Becky looked behind her. She stood up and ran her fingers over the drywall into which the ring was embedded. She'd done that many times over the years since it was flung there. The paint was worn now and dark right over the hole. The metal still bore a rusty hue from dried blood that was on the wedding band from when Mark had torn it from his finger and threw it like shuriken into the dry-wall. She gathered herself together enough to use a letter opener to pick it out and drop it into a Ziploc bag trying not to touch it too much. The ring had been there for nearly six years. It served to remind her of what she was missing, what she longed to have returned to her.
She never realized how heavy the ring was as it dropped into the bag, the edge of which she held pinched nearly slipped from her fingers when it slid down the letter opener and plopped unceremoniously into the bag. She remembered for the first time in years how he'd play with that ring between his thumb and pinkie finger, twisting it and sliding it up and down the knuckle of his ring finger. Maybe here was the tissue they needed to dismiss the good barrister Kent's suspicion that her husband was now an unknown homeless person rotting in a Maricopa county morgue.
She picked up the phone.
+----+
"Hello?" Stefan answered the phone.
"Stef! It's Becky! Kent thinks he found Mark! He thinks he's dead! In Phoenix! It can't be! I can't.."
"Slow down! What do you mean, thinks he found Mark? We thought he was out of the country. I always wish I knew what'd happened before I setup that trust for him six years ago. We couldn't even find out if he'd used it after the way it was built."
"There's a guy. He's at the county morgue there, he's got a tattoo like the one you and Mark got in seminary. Oh, Stef! It can't be him!" she sobbed again on the phone.

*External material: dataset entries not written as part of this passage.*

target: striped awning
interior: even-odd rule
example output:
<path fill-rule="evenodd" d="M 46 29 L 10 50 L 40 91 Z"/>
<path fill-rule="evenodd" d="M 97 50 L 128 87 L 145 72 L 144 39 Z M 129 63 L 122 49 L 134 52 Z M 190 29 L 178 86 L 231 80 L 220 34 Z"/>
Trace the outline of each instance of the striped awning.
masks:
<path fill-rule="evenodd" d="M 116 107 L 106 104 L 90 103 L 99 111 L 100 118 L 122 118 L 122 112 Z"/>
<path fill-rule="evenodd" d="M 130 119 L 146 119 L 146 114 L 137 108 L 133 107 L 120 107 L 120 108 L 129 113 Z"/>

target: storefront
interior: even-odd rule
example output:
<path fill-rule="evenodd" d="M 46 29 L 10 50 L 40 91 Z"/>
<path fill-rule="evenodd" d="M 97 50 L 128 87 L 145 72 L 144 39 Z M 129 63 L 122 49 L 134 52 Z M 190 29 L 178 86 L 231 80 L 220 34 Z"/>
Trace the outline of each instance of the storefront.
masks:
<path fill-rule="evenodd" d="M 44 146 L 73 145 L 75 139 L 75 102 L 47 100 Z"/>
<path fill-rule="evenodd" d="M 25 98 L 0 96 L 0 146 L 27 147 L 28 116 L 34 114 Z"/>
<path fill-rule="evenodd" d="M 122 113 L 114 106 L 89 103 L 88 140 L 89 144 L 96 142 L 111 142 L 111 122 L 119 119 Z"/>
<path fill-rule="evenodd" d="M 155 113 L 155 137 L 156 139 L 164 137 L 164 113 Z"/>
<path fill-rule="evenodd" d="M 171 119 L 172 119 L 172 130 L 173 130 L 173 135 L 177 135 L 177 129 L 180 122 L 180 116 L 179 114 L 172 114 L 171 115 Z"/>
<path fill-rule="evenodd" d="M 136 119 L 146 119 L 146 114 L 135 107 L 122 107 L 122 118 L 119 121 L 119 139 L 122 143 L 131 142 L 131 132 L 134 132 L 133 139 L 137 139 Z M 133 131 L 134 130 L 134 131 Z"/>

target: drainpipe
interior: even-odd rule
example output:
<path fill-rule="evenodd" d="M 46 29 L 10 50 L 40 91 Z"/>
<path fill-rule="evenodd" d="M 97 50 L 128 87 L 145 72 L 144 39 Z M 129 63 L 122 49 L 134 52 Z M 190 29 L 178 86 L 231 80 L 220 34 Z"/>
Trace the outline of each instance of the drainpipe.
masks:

"Phoenix. That makes sense since he picked up Emily in Flagstaff after he ran out. I checked and she was gone after you told me he abandoned you. I'd already had our accountants setup the trust and he resigned from the board. Is Trish there?"
That seemed to bring her around a little. "She's upstairs sleeping. I was going to tell him I was pregnant that day he left. I have to go down there. I can have my parents meet me at the Pittsburgh Airport so I don't have to drive all the way up north to Indiana and back down tomorrow morning. They want positive ID, but the way... the way he's... They want DNA or fingerprints!"
"Oh, shit! Let me line things up tonight and I'll try to get there tomorrow with you."